The Terrible Infants couldn't be more suited to the crumbling beauty of Wilton’s Music Hall.  In fact Wilton’s isn’t crumbling at all now, but has retained all of it’s historical character after an immaculate restoration.  For the next four weeks, Deptford theatre company, Les Enfants Terrible will be in residence, performing their twisted tales, with haunting set and stunning puppets brought to life through a classy mixture of clowning, direct story-telling and irresistible gypsy music.

Created in 2007 by Oliver Landsley and James Seager the show has travelled all over the world. The stories are both macabre and playful, the brilliant cast of five, wrestling with their own characters demons just as they are compelled to play the roles they have been given.  Told sequentially, the stories are bound together by the longest tale of Tilly and her lies, which winds through the narratives with the dreadful warning, ‘Soon you can’t control the tale, it’s the tale that controls you.’

The morals are often funny and deliciously nasty. Tom has to choose between his Tum, which tells him to eat constantly, and his Mum who tells him to stop. He chooses his Tum, eats his Mum and…I don’t want to give it all away. ‘Thingemyboy’ who was ‘so adept at not being missed… he simply ceased to exist’ was absolutely heart-breaking with a genius reveal from the little hooded puppet cowering in the shadows. Then there’s Wilhomena, the puppet made of bits of fabric who looked so glamorous until she went in a hot wash… ‘Its not easy being a material girl.’

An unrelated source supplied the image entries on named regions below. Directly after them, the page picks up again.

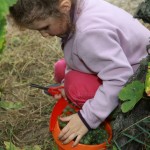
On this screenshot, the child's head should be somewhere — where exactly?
[9,0,71,36]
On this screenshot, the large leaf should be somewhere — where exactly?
[119,80,144,112]
[119,81,144,101]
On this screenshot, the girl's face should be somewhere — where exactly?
[27,15,70,38]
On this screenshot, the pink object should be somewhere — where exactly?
[54,59,66,83]
[64,71,102,107]
[54,59,102,107]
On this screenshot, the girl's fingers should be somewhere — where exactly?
[63,133,77,144]
[72,135,82,147]
[59,115,72,122]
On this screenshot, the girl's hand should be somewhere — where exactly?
[54,84,67,100]
[58,113,88,147]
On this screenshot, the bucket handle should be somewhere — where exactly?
[49,98,68,132]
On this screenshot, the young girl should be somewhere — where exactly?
[10,0,150,146]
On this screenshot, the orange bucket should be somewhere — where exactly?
[49,98,112,150]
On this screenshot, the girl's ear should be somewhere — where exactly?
[58,0,71,14]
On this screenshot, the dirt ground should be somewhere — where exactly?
[0,0,149,150]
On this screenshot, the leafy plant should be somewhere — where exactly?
[0,0,17,53]
[119,80,144,113]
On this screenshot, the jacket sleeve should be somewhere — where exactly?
[76,29,133,128]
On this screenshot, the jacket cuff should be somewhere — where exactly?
[78,111,92,130]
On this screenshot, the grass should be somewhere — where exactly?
[0,0,148,150]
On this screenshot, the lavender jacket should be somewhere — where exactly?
[64,0,150,128]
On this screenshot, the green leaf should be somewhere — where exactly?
[0,101,23,109]
[121,100,136,113]
[119,80,144,101]
[118,80,144,113]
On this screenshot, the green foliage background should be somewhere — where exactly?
[0,0,17,53]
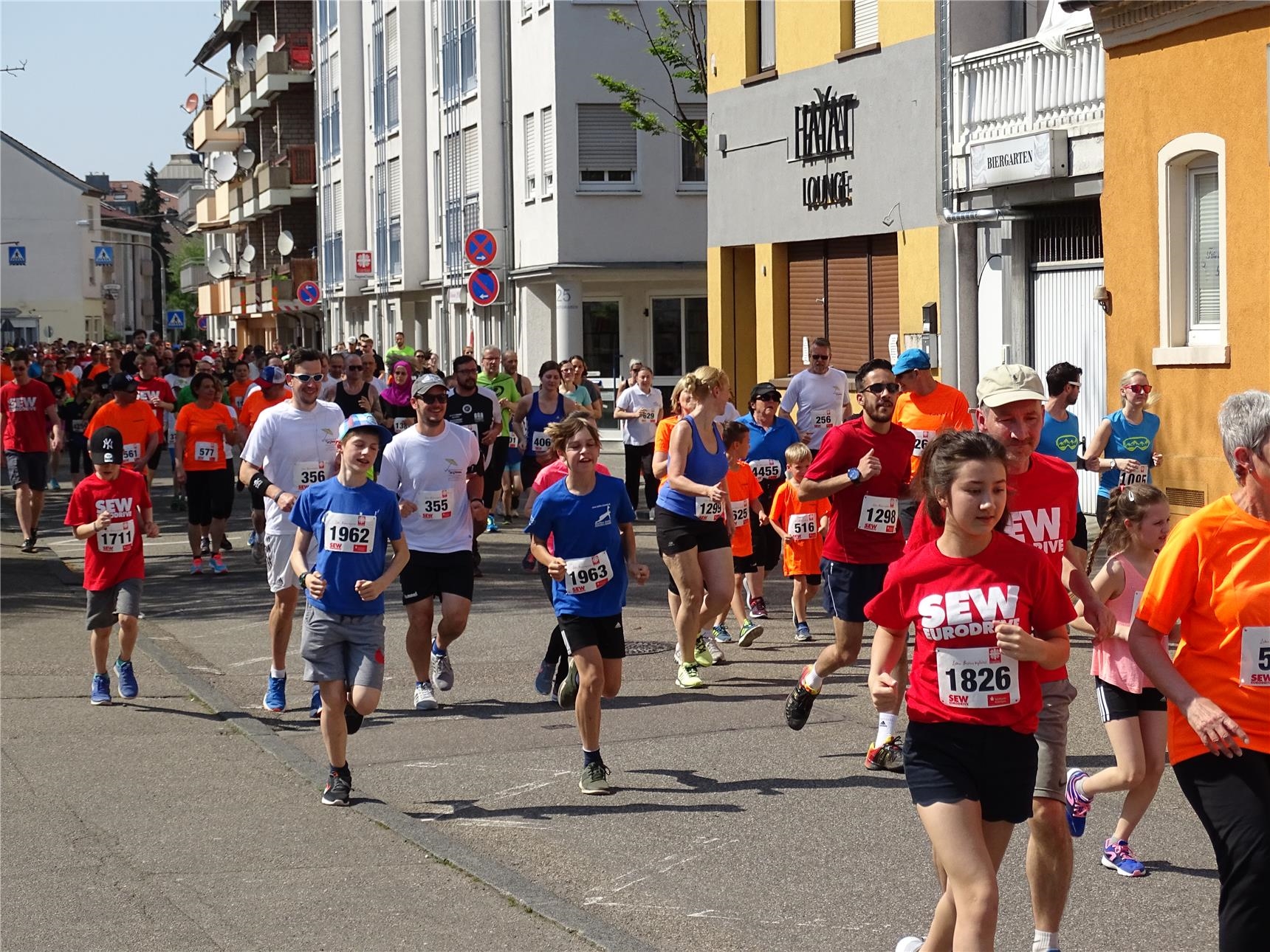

The design, music and words all carry equal weight, which is perhaps what makes it such a rich story-telling experience. Similarly the puppets and the actors are as alive as each other, both able to make you laugh at their tantrums or pull at your heart-strings, like little Finbar who longed to be a fish. The audience were, quite frankly charmed within minutes, the skillfull cast of actor musicians, beating life into every shadowy corner of the Music Hall.